Negara di kawasan Arab dan salah satu Negara Islam seharusnya

menghormati dan menghargai bagaimana Negara-negara Arab dan Islam

lainnya inginkan agar kedamaian tercipta di kawasan mereka. Dengan

adanya tekanan moral dan politik dari Negara-negara Islam di wilayah

Arab seharusnya membuat Bashar al-Assad menunjukkan niat baiknya

dengan segera mengakhiri sengketa Suriah.

Sedangkan faktor penghambat penyelesaian sengketa Suriah lebih

banyak dan merupakan faktor dari luar. Artinya faktor penghambat ini

disebabkan oleh keterlibatan pihak-pihak asing dalam sengketa Suriah.

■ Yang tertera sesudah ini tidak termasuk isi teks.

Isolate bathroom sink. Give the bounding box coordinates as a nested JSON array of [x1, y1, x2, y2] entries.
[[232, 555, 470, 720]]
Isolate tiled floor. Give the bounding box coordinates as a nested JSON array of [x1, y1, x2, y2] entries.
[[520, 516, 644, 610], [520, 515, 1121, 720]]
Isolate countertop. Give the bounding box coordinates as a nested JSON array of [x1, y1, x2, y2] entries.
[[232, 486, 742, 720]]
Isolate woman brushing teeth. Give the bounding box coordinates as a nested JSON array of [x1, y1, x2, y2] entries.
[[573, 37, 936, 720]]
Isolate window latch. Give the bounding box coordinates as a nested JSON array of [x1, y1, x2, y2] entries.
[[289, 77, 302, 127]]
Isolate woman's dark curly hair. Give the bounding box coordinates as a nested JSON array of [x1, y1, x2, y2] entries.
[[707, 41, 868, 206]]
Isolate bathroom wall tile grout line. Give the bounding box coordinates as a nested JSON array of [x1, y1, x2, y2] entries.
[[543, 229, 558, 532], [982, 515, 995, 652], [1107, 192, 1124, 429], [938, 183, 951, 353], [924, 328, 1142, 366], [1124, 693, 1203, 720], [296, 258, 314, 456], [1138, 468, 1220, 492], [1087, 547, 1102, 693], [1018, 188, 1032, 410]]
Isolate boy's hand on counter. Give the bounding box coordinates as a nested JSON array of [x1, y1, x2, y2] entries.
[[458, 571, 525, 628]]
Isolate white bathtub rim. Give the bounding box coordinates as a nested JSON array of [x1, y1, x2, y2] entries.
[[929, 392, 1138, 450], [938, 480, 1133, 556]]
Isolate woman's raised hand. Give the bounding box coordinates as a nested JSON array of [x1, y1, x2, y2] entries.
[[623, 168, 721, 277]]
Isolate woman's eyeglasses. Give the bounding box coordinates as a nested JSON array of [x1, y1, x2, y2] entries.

Mereka tidak benar-benar tulus menginginkan selesainya sengketa Suriah

dan perdamaian disana, tetapi keterlibatan mereka lebih karena masing-

masing pihak memiliki kepentingannya masing-masing untuk mengambil

keuntungan dalam sengketa Suriah. Kepentingan-kepentingan tersebut

diantaranya dimiliki oleh Rusia dan China, The Oded Yinons Plan dari

Israel dan Amerika Serikat, deklarasi Khilafah oleh kelompok teroris dan

kepentingan Iran, Irak dan Lebanon dalam mendirikan Negara Syiah. Hal

itulah yang menyebabkan sengketa Suriah seperti menemui tembok

penghalang yang sangat tebal.


156

B. Saran

Melihat begitu banyaknya kepentingan yang melatarbelakangi

terjadinya sengketa Suriah, sepintas sengketa ini seolah mustahil untuk

diselesaikan. Namun, atas nama kemanusiaan, supaya tidak lagi ada

korban yang berjatuhan, baik yang mendukung pemerintah Bashar al-

Assad maupun pendukung pemberontak (oposisi) ataupun yang memiliki

kepentingan sendiri terlepas dari pemerintah dan pemberontak (ekstrimis

khilafah), nampaknya pembagian wilayah Suriah bagi pihak-pihak yang

berkepentingan merupakan jalan terbaik. Resolusi yang ditawarkan adalah

Suriah dipecah menjadi beberapa wilayah. Tetap melanjutkan pembahasan

dalam Konferensi Jenewa III, diharapkan semua pihak yang

berkepentingan dapat hadir untuk membicarakan pembagian wilayah

Suriah. Dengan demikian Bashar al-Assad tetap mendapatkan wilayah

kekuasaan yang bersatu dengan rencana Iran mendirikan Negara Syam

dari Irak, Iran, sebagian wilayah Suriah hingga Lebanon dan tetap

mengamankan kepentingan Rusia dan China terhadap sebagian wilayah

Suriah tersebut. Sedangkan ekstrimis mendapatkan wilayah untuk

mendirikan khilafah.

Sekilas, resolusi ini menguntungkan Israel dan Amerika Serikat

yang mengharapkan terpecahnya wilayah Suriah demi tercapainya the

Oded Yinons Plan. Namun, sekali lagi demi alasan kemanusiaan, supaya

sengketa segera selesai, tidak ada lagi korban yang berjatuhan dan semua
157

pihak mendapatkan apa yang diinginkannya, tampaknya resolusi ini

merupakan jalan yang terbaik (win-win solution).